Read our second set of success tips below, which address the data and human factors involved in every ERP implementation.
Focus on data migration.
New ERP systems streamline not only business processes, but also data collection and utilization. Migrating old data over to the new system is extremely important for future functionality. Data migration from an old system to a new one is also an opportunity to clean up data and improve quality. A lot of planning goes into deciding which data to migrate and which to toss. Data migration requires its own project management plan for the identification, collection, verification, massaging, movement and maintenance of data as it’s migrated to the new system.
Taking on data migration early reduces risk and operational expenses. Leaving data migration to the last minute may mean losing valuable information in the transition – an unthinkable outcome for most businesses. As in the overall ERP implementation project plan, identify the necessary action items behind data migration, assign responsibility and manage change accordingly.
Address user adoption.
The human factor is what makes any ERP system valuable and widely successful. Organizations invest hundreds of thousands of dollars into implementing an ERP solution with the hope of solving business needs – often without paying attention to the users entrenched in carrying out these needs day to day. The secret to any successful ERP implementation is embracing people’s potential by involving them in the design and configuration process. One way to help gather support is to ensure the chosen software stands as a solution to perceived problems and pains.

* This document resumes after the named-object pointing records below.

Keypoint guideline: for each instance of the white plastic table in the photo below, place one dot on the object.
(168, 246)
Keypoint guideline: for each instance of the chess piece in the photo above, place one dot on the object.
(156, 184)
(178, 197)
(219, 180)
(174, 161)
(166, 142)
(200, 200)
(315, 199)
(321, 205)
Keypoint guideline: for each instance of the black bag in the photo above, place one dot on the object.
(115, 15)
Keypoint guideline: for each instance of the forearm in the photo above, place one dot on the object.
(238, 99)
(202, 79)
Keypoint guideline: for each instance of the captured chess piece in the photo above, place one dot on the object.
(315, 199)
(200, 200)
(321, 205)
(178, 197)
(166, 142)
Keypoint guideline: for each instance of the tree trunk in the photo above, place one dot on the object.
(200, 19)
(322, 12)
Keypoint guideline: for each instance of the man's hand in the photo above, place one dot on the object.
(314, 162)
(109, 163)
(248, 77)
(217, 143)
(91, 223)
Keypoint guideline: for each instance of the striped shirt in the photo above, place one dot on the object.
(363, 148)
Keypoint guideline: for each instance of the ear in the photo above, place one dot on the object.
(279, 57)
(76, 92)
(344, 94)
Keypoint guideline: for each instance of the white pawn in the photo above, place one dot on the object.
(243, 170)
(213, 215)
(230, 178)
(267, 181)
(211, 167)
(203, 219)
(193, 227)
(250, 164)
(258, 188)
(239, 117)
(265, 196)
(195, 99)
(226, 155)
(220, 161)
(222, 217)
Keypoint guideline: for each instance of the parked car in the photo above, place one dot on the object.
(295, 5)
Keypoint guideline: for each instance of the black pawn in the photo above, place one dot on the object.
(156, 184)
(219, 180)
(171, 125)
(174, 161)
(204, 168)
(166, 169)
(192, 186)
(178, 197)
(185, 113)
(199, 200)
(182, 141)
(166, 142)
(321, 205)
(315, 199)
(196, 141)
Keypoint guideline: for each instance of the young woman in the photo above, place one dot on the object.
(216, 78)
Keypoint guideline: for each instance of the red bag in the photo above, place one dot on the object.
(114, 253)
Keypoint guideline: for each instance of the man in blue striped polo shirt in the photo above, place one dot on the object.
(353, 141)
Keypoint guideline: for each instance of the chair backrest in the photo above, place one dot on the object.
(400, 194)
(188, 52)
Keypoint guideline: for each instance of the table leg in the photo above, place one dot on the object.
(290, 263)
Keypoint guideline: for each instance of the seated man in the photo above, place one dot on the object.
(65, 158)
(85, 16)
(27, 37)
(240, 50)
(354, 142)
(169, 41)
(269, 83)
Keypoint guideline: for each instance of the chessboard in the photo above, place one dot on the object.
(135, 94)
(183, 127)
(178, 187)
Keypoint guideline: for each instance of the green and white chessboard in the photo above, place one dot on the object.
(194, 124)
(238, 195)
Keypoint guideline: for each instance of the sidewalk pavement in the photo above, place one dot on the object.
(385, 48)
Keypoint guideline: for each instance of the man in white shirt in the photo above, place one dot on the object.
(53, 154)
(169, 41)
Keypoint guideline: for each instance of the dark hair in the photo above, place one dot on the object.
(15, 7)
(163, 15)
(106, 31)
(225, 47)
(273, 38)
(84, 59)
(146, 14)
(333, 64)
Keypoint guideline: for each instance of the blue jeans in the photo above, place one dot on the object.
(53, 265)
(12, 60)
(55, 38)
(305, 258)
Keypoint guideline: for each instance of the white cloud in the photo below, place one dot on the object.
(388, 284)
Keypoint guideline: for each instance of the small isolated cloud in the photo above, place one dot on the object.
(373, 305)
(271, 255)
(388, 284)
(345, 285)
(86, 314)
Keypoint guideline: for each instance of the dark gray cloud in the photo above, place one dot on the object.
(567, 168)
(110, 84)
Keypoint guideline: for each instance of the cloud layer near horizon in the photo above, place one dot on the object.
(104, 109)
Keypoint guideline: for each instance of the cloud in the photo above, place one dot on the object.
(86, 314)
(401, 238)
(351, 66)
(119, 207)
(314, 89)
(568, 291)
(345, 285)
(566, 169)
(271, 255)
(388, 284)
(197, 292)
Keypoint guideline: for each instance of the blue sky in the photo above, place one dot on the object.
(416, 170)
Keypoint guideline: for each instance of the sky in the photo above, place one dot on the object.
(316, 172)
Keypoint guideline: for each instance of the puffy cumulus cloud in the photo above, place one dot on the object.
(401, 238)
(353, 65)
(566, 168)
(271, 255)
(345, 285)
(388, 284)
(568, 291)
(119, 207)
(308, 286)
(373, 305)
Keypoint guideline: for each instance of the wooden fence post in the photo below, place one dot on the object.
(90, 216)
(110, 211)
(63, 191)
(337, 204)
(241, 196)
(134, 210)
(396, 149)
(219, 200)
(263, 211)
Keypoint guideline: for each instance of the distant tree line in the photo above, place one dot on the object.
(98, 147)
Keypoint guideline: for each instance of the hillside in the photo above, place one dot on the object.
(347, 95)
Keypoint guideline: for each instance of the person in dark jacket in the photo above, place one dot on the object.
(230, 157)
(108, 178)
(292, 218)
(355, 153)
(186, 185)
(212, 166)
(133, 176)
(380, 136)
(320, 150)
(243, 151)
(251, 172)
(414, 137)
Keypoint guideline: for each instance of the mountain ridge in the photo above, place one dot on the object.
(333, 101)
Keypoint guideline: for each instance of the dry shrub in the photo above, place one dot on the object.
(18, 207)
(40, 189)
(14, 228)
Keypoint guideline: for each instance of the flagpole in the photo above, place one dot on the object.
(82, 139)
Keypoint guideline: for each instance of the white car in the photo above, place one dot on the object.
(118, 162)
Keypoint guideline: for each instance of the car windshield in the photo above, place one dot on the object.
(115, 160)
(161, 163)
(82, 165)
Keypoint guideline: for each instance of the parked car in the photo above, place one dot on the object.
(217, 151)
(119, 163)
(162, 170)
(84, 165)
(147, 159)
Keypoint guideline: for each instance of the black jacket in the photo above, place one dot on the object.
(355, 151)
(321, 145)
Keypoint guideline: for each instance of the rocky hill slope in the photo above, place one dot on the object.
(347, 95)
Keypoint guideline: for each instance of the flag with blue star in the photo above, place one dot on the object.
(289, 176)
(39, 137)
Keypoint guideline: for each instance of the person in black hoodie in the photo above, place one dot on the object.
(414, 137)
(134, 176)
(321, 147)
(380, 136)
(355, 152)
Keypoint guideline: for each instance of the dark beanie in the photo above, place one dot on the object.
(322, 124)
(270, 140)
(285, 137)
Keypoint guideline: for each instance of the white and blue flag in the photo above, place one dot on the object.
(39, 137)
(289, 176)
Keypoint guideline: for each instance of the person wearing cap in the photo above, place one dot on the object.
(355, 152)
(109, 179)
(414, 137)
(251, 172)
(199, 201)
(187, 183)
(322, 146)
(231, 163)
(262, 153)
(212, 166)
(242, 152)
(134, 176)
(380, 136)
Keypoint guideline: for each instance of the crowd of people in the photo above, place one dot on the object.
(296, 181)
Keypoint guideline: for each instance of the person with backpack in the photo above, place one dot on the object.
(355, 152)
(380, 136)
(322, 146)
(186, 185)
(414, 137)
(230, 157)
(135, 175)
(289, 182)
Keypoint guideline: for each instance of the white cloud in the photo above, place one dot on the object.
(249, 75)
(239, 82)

Empower employees during the implementation process. Holding people accountable for project milestones and helping employees feel personally invested in the project improves adoption rates. If and when project buy-in becomes a problem, address resistance issues sooner rather than later. While you may not be able to completely eliminate risk or resistance, you can promote readiness and assess challenges felt by personnel through effective communication.
The dynamics above have one thing in common: They need to be addressed before implementation efforts begin. Setting a strong foundation for the work ahead is critical for success.
Once the groundwork is laid, it’s time to choose a partner that’s able to provide an industry-specific methodology. The next best thing to learning from organizations that have faced similar challenges in the past is finding an implementation partner capable of providing specific, strategic direction.